The ill brain and body, as well as the ageing ones, are first and foremost assemblages of unforeseen connections. They are foreign and strange in the purest sense of those words. To think of them as being deprived of something, or as being lesser in some way or another, is to think of them as opaque objects out of reach of connections. It amounts to denying their reality. But art never denies. In fact, this could serve as a definition for art in our contemporary times. Art does not deny suffering, and it does not deny that what lies at the bottom of pain is but a different set of connections than the one that give us joy. That’s why art creates empathy. It takes empathy not to see another person as a distant story, or as an ersatz of our own experience. The very idea of connections is the antithesis of a straight line. If you focus on the connections you see the line for what it is: a fiction that requires work, or luck, or intuition at every step of the way. The life we live is not a hero’s journey; it is not a linear progression. The nature of our shared world is to be in perpetual reconstruction, which is to say in perpetual reconnection. It bears repeating that this is also the exact nature of our brains. Art has the unique ability to teach us how to breathe together amidst all that.

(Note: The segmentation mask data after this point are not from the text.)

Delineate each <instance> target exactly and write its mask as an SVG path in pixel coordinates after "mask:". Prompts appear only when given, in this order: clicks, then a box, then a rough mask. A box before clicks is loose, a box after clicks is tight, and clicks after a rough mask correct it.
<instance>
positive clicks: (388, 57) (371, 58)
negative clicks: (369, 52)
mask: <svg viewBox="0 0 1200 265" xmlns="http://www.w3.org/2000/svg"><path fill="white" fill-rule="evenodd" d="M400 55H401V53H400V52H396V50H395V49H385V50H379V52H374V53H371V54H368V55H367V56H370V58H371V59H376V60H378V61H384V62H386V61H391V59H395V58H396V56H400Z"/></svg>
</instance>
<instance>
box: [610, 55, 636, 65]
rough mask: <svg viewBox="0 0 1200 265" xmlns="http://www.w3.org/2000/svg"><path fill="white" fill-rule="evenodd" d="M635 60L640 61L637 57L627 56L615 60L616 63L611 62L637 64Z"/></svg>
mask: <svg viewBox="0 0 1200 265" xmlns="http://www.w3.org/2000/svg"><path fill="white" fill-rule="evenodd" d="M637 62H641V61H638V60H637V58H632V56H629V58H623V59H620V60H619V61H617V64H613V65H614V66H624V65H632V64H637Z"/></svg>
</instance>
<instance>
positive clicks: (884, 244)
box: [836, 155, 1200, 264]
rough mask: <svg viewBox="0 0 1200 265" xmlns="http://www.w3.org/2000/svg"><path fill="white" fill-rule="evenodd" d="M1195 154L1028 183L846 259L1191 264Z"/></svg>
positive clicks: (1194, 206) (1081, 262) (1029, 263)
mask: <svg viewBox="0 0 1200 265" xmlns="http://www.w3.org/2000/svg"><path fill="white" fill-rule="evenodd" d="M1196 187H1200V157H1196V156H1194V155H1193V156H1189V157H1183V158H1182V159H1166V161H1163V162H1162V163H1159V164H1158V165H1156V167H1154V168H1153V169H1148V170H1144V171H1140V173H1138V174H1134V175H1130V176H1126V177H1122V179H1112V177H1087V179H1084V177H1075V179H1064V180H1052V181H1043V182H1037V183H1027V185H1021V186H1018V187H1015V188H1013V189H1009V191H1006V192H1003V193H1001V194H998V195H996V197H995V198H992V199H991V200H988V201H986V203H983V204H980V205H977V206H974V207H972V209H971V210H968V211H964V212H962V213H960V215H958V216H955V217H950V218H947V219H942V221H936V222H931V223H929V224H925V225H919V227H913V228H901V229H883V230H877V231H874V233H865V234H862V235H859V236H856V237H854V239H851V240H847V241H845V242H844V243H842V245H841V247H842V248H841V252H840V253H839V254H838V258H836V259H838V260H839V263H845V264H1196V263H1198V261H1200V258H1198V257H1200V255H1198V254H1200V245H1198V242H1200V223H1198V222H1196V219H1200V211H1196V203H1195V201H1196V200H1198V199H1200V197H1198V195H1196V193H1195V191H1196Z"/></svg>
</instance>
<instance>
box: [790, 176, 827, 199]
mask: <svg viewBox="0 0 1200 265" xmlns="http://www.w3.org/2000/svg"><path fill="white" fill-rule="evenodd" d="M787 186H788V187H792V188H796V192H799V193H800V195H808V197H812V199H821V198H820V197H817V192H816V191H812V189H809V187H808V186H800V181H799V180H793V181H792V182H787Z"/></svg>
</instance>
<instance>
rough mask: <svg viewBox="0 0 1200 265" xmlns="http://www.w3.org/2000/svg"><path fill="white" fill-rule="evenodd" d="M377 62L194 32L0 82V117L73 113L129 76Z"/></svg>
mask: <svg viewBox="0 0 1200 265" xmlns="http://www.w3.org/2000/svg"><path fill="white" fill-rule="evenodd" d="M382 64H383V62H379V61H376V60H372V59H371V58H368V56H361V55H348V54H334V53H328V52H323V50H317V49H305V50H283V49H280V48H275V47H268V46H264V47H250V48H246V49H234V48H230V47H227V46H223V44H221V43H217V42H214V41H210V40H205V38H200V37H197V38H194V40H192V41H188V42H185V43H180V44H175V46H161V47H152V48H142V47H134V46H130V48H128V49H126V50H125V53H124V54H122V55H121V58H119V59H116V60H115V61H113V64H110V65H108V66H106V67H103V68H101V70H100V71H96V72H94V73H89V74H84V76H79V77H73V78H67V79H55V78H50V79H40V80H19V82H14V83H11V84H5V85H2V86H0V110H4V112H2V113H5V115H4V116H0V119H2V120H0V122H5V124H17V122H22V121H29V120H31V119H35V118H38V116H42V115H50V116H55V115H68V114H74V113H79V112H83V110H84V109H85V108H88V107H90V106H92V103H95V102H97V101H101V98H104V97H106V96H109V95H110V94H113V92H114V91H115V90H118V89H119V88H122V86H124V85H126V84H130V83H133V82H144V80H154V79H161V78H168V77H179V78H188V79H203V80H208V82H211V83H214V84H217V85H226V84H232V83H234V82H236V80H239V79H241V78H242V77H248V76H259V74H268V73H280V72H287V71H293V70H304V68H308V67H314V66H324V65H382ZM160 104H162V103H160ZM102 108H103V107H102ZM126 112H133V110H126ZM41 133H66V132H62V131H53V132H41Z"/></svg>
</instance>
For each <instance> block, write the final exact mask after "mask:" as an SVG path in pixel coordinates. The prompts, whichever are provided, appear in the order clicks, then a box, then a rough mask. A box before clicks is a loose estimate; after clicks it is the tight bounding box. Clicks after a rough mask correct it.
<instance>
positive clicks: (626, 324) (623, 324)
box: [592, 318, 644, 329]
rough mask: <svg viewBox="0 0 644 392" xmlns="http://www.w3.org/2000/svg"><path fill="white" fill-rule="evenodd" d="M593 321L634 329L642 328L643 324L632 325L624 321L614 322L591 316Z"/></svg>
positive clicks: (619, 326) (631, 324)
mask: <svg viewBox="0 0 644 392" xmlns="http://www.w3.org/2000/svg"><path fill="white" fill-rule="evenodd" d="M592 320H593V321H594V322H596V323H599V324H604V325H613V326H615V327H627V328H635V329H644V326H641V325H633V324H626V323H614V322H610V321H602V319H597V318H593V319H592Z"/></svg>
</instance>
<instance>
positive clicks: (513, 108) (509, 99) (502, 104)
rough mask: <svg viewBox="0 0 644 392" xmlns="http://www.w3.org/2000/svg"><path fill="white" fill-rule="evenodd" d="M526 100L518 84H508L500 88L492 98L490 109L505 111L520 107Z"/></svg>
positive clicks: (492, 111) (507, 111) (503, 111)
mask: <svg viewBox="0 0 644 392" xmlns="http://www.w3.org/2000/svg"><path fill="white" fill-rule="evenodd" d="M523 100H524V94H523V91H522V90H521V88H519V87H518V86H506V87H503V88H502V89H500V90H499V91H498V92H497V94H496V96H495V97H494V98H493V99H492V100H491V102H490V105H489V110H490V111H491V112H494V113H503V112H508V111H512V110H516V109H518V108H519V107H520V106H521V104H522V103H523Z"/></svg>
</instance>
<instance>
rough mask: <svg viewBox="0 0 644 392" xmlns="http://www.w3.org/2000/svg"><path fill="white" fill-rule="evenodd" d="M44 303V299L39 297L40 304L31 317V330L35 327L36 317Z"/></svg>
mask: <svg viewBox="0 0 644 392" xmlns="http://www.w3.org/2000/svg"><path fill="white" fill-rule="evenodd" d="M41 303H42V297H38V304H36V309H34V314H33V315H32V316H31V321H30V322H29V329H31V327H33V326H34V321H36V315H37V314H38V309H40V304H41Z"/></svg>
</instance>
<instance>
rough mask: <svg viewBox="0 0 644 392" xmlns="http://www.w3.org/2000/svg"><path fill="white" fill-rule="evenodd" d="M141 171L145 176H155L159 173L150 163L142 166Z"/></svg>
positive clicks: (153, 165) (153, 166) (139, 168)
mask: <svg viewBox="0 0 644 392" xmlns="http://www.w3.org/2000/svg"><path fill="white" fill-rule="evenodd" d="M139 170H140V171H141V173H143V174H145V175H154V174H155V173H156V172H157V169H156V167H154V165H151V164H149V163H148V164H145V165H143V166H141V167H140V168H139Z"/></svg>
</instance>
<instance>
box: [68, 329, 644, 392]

You will be transformed by this art exhibition and collection. Your mood will very much change, which means the brain that you have and that is you and also more than you will experience, if for a fleeting moment, radically new connections, unlike any, perhaps, that have been or will ever be. Because yes, you are unique. So are your brain and the connections that make it exist. And Connections is your brain on art. Desiring art is the same thing as desiring more connections in the brain and beyond. When you think of it that way, it’s also the same thing as therapy: a re-enchantment of lived time drawing on the realization that the connections that defined you so far can be modified, enhanced, and lived anew. We often hear the sensationalist claim about our entire cellular fabric renewing itself every seven years or so. But when do we hear about the galaxies of connections we never cease to give birth to during our passage in this life? Some flicker in and out of existence, others contract and expand over years, and others we never get to grasp fully in our conscience. American writer Annie Dillard wrote that “were the earth smooth, our brains would be smooth as well; we would wake, blink, walk two steps to get the whole picture, and lapse into a dreamless sleep.” Neither the earth nor our lives are even remotely smooth. We truly contain multitudes. And that’s just the beginning of the story.